In our leading cities, mature public-private relationships are emerging and delivering success. But if we are to sustain this revival and build on the gains already made, gains which cannot be taken for granted, these arrangements should be formalised through a national framework for city-region partnerships. Cities should have the flexibility to adopt the leadership model best suited to them – whether it be along the lines of the Business Leadership Council which Greater Manchester Chamber of Commerce is developing in conjunction with the Association of Greater Manchester Authorities, or Birmingham’s business representation on the City Region Executive Board. There should not be one prescriptive model laid down by central government, but a clear green light for cities to formalize existing partnerships.

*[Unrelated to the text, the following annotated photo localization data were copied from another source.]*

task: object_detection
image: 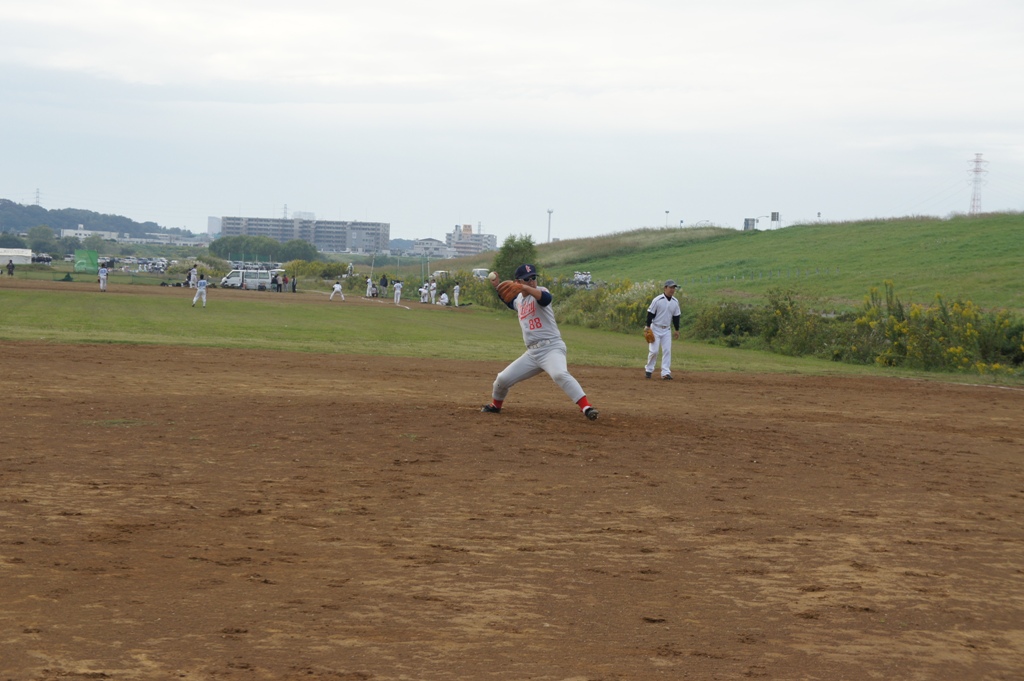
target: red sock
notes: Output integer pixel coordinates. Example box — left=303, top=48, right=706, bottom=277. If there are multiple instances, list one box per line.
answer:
left=492, top=399, right=504, bottom=409
left=576, top=397, right=592, bottom=411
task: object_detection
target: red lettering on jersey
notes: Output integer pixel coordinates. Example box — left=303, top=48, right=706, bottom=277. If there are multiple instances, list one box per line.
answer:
left=519, top=297, right=536, bottom=320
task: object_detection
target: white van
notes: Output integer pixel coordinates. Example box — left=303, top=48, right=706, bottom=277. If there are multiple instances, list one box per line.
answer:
left=472, top=268, right=490, bottom=280
left=220, top=269, right=273, bottom=289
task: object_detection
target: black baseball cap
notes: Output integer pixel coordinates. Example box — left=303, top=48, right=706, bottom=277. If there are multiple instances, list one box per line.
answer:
left=515, top=264, right=537, bottom=280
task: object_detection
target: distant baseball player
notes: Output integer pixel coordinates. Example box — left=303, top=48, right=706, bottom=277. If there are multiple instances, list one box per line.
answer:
left=438, top=291, right=449, bottom=306
left=644, top=279, right=682, bottom=379
left=365, top=276, right=373, bottom=297
left=189, top=265, right=198, bottom=289
left=192, top=274, right=208, bottom=308
left=393, top=280, right=403, bottom=304
left=453, top=281, right=461, bottom=307
left=429, top=279, right=437, bottom=304
left=481, top=264, right=599, bottom=421
left=98, top=263, right=109, bottom=292
left=330, top=281, right=345, bottom=301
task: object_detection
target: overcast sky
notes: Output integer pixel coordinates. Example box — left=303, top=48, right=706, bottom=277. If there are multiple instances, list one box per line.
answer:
left=2, top=0, right=1022, bottom=243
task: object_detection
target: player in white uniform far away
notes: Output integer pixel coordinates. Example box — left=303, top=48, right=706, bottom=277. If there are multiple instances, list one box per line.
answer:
left=393, top=280, right=403, bottom=304
left=453, top=281, right=461, bottom=307
left=330, top=281, right=345, bottom=301
left=192, top=274, right=208, bottom=308
left=98, top=263, right=109, bottom=292
left=644, top=279, right=682, bottom=379
left=481, top=264, right=599, bottom=421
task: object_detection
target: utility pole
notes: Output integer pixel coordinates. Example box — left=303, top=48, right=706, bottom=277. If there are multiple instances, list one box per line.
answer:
left=969, top=153, right=987, bottom=215
left=547, top=209, right=553, bottom=243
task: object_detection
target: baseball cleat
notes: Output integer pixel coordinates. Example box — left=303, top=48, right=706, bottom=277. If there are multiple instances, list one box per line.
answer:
left=662, top=374, right=673, bottom=380
left=645, top=371, right=651, bottom=379
left=481, top=404, right=501, bottom=414
left=584, top=406, right=599, bottom=421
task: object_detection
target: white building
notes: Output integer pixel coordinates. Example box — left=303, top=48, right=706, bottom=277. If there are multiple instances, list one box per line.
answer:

A Tale of the Cities identifies a number of other constraints on the continued economic success of our cities. An overhaul of the planning system is urgently required, with a presumption in favour of growth. In Newcastle, for example, restrictive planning attitudes are stifling businesses, whereas in Leeds the Chamber’s Property Forum has worked closely with the City Council to review the planning department and improvements are already being felt.

Addressing the shambolic state of cities’ transport infrastructure is imperative given that transport is intrinsic to the competitiveness of a city and UK plc. The annual cost to business of congestion stood at £17 billion in 2006. Transport planning and funding is over-centralised, leaving many cities with little scope to address their own transport bottlenecks.

Just as important to thriving city economies as physical infrastructure is a solid skills base. Our cities must become knowledge economies as this is where the UK will increasingly need to compete. For all of the cities featured in A Tale of the Cities, universities have been instrumental to their economic development. However, at the other end of the spectrum, cities have major problems of social exclusion and worklessness, into which growing economic development has failed to make significant inroads. Tale of the Cities recommends a focus on employability and basic skills within the curriculum and specialist diplomas with high quality work based learning so that young people at risk of social exclusion do not get left behind in our cities’ revival.